I'm taking a class. In this class every week we have a partner. There are an even number of people in the class. We'd like avoid having repeat partners if possible so that everyone gets to work with as many people as possible. I'd like to know how many weeks we could accomplish this before we're forced to partner someone again.

More formally given a set $$S$$ with an even number of elements, define a "partnering" of $$S$$ to be a set of partitionings where each part in each partition is of size 2. The empty set is a valid partnering. The set containing any single partitioning of $$S$$ is a valid partnering. What the largest "partnering" we can define?

If there are $$2N$$ elements in $$S$$ then there is no partnering of size greater than $$2N-1$$. I've also been able to get a rough lower bound on the size of the maximal partnering. The best I've been able to do is half the size of the set but in special cases I can do a bit more. For instance if the size of the set is $$2^k*N$$ I can get $$N+\frac{N}{2} + ... + \frac{N}{2^k}$$ but that's a very special case. For powers of two this ideal since $$2N-1 = N+\frac{N}{2} + ... + \frac{N}{2^k}$$. Ok so for powers of two I have the answer but for other numbers I just have a lower bound.

My current method:

If you have $$2N$$ elements in your set you can arbitrarily split them into two groups, $$A$$ and $$B$$ of size $$N$$ and assign each element in each group a member of $$Z_N$$. Call the functions assigning these indexes $$Z_a$$ and $$Z_b$$ for the functions that assign them for each group. You can then define $$N$$ different partitions by first paring $$a \in A$$ with $$b \in B$$ if $$Z_a(a) = Z_b(B) + k$$ for each $$k \in Z_n$$. That gives you a partnering of size $$N$$ already. After those pairings have been used up you can recursively split $$A$$ and $$B$$ into two groups since no one in $$A$$ has been partnered with anyone in $$A$$ yet and likewise for $$B$$

Intuitively we're splitting the group in two, putting each group in a circle, and then rotating one of the circles. Then if we're lucky we can repeat the process.
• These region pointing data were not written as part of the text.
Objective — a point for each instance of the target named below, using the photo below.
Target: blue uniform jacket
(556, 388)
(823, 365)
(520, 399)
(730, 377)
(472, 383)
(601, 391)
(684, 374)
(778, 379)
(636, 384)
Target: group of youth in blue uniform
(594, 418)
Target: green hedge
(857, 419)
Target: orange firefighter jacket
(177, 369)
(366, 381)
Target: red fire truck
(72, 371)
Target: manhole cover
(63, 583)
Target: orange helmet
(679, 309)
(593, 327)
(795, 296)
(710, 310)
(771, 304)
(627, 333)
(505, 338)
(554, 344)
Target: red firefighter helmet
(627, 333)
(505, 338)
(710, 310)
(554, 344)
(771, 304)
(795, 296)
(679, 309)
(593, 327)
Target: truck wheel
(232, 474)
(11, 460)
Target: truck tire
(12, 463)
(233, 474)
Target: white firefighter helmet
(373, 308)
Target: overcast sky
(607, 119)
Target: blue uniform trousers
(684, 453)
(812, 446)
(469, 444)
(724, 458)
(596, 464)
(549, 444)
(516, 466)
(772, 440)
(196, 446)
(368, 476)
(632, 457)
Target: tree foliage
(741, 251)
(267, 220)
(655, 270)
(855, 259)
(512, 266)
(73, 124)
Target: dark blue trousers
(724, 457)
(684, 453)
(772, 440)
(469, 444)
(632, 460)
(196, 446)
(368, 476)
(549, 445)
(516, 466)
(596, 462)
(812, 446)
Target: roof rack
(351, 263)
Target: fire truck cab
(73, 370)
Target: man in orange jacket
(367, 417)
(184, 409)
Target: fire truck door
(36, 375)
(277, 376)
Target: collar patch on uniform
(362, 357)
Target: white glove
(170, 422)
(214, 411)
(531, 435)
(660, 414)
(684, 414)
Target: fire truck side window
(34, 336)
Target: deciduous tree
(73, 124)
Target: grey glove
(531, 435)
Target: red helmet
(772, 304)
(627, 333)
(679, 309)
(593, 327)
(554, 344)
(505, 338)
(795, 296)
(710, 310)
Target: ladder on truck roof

Can we do any better or is this optimal? My expectation is that there must be a better result here since otherwise it would mean the size of the maximal partnering has something to do with how many times you can divide the size of the set by 2.

If $$|S|=2N$$, then the largest "partnering" is a $$1$$-factorisation of the complete graph, or a round-robin tournament schedule. There always exists a schedule that pairs all people exactly once in $$2N-1$$ rounds without repeating pairs. There are various algorithms to find such a schedule, see the previous link.